Problem 1 is below, and asks students to use a recursive formula to identify a pattern from this page.
All patterns are from Fawn Nguyen's Visual Patterns website. A few of the patterns that students will be looking at are below. You can see that pattern 7 fits our recursive description for problem 1.
Once students have identified the correct pattern, we send them over to Desmos to add their data to a table. When we are talking about patterns in math, we describe them as starting with stage 1, and then progressing to stages 2, 3, etc. In the table below, we are saying that stage 1 has 5 blocks, stage 2 has 7 blocks, and so on. You can see the each stage has two more blocks than the previous stage.
Students love using Desmos to see their pattern data plotted in real time. Once students have the points plotted, we discuss how a recursive formula is limited in its usefulness because it doesn't have predictive power. For example, I can't use a recursive formula to predict how many blocks will be in stage 100. To do this we need an explicit formula. Students can input an explicit formula into line 2, and immediately see whether or not they have the correct formula based on whether the line goes through the data points.

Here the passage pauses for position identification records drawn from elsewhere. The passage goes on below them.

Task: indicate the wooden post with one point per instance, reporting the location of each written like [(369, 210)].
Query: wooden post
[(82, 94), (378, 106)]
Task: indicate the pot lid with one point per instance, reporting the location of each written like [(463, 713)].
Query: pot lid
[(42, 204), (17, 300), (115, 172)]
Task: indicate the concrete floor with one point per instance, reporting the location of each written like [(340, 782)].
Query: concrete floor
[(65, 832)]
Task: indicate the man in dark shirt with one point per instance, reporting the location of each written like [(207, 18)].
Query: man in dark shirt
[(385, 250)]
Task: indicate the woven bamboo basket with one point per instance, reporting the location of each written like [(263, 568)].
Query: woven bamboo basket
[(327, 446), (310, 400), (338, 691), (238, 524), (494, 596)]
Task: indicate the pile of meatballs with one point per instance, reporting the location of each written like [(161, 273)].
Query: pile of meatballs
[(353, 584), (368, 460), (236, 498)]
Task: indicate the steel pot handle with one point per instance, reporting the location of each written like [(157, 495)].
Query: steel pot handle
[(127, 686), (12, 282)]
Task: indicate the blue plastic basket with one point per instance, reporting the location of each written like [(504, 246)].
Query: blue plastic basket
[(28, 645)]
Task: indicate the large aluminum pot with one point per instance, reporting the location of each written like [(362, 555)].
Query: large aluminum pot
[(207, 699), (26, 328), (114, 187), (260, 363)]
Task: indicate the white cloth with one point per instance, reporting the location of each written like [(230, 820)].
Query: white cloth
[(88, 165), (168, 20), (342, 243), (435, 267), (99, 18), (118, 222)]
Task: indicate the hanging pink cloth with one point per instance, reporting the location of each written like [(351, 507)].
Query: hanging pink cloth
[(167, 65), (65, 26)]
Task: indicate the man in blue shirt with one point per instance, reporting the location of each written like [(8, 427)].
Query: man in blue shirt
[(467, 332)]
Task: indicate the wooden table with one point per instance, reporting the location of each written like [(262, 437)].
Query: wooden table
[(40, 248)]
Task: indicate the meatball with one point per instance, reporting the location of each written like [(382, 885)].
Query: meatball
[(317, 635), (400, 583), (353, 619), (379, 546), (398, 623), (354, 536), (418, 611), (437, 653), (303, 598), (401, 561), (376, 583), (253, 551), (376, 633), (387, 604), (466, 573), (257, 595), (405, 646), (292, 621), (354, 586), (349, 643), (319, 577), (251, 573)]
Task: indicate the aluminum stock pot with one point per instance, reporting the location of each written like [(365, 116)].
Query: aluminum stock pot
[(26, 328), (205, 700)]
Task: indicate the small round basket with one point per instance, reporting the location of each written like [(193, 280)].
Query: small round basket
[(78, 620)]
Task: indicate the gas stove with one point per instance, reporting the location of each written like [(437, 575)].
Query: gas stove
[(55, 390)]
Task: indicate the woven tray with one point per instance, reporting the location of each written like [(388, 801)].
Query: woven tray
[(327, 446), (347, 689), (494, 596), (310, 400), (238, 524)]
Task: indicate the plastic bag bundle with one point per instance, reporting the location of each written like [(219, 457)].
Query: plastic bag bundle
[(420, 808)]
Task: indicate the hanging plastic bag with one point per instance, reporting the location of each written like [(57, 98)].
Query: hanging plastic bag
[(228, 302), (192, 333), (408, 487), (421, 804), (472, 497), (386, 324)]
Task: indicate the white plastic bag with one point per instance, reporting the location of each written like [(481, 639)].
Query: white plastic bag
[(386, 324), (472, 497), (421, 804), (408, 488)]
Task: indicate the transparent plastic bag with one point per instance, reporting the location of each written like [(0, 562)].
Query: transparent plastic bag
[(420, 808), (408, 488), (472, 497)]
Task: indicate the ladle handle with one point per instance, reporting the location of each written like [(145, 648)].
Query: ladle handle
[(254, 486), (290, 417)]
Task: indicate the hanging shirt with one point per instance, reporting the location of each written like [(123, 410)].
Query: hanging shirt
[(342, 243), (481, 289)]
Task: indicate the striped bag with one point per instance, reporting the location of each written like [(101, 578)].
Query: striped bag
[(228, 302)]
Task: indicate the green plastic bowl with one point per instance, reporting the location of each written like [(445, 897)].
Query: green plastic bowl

After practicing a few more problems with patterns, we move on to real world scenarios. The scenario below was adapted from a worksheet found on betterlessons.com by Colleen Werner.
-1 point for showing work
-1 point for explaining your thinking
-1 point for giving the answer with units
Part III of the lesson is a mini-performance task, modified from the SBAC Practice Test performance task. This is great if you have an extended period of time for the lesson (90 minute block). Otherwise we found parts I and II to be great practice activities to help students get ready for SBAC.